By the time I stumbled through the large black double doors of Foreign Cinema, sweat was starting to drip down my face, which must have looked particularly alarming since it was a cool fifty degrees outside. A young pale-faced hostess with long black bangs asked, “Can I help you?” the way you ask someone who you hope will turn around and leave.
“Hi. I’m supposed to ask someone to marry me?” I said.
“Uh, okay…”
“Sorry—I mean, I have a reservation, I think. Or I should…”
“Oh wait, are you Justin?” said a friendlier coworker from behind the bar.
“Yes,” I said, wiping the sweat from my brow.
“Come this way,” she said. She led me through a crowded outdoor dining area, packed with dozens of customers enjoying eggs benedict, waffles, and bloody marys, and into a plaster-walled room that looked like a miniature art gallery. It was empty, save for one corner where three waiters stood in front of a wooden counter folding napkins and chatting. She grabbed a wooden chair and placed it in the exact center of the empty room, as if it were a piece of art on display.
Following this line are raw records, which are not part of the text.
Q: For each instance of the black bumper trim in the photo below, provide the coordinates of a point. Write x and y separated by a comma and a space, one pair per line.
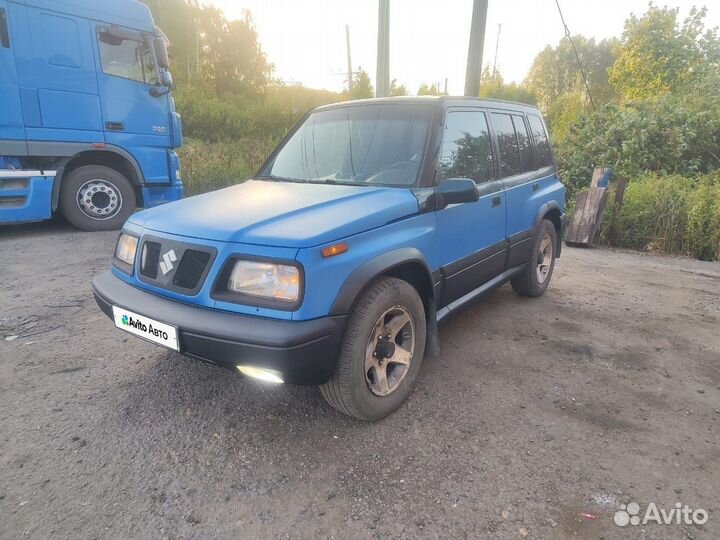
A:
305, 352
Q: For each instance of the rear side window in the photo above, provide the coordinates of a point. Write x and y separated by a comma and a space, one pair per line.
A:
510, 163
467, 149
543, 155
523, 142
126, 58
4, 32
“Okay, good luck!” she said, then walked away.
I sat down on the chair in the center of the room with the waiters staring at me and looked at my phone. It was 10:20. I noticed that my phone hand was trembling. I knew I was being irrational. This was Amanda, the girl who once told me, “You are my Brad Pitt. And not the weird Brad Pitt when he grew a long beard for some reason.” If I could just think of something to say to her, maybe I could calm myself down.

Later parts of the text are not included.